Especially the prefixes with the i’s in them.

http://en.wikipedia.org/wiki/Binary_prefix

This is crap, propagated by hard drive and other digital storage manufacturers.

kilobyte = kb, KB, kB was and is 1024 bytes (2^10).
megabyte = mb, MB was and is (2^20) bytes.
gigabyte = gb, GB was and is (2^30) bytes.

These conventions started because computers are based on binary transitors and thus powers of two. They were hijacked and mutilated (into 10^3, 10^6, 10^9, etc.) for hard disk storage capacities by hard drive manufacturers who found they could be used to imply that their disk drives contained more space than they actually did (the bigger the disk, the bigger the lie; the lie being absolutely huge nowadays). And a byte would be 10 bits (10^1) in their world if that helped their scheme (which it didn’t, so they didn’t)… I still remember the controversy on this back when PC hard disks were around 340MB.

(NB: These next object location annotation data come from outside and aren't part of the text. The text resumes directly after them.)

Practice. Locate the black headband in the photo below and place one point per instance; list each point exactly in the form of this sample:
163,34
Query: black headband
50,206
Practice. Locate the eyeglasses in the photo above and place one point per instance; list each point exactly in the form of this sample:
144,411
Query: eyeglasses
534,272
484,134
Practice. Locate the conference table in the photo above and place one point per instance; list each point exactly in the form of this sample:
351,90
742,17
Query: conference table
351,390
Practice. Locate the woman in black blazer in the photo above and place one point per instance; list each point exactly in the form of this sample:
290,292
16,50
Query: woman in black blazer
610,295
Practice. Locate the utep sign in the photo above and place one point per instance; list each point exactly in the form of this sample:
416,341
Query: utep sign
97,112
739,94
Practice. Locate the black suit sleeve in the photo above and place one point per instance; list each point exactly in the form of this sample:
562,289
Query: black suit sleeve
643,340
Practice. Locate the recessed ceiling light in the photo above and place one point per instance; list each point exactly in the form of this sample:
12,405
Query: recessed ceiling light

http://en.wikipedia.org/wiki/Binary_prefix#Legal_disputes

and others with an ‘i’ in the middle.

I refuse to be pushed off to this mebibyte crap.

There are true megabytes (2^20), and there are fake “hard disk” megabytes used by lying cheats (10^6). Question how a byte is defined with such characters…

  1. I agree with Dark Photon entirely.
  2. Haven’t seen such a pointless and idiotic “THIS IS THE MOST IMPORTANT THING EVER!”-suggestion for OpenGL in a loong time.

Jan.

OO

I follow Dark Photon and Jan! No need to bring more (edit: SUPER) crap in OpenGL!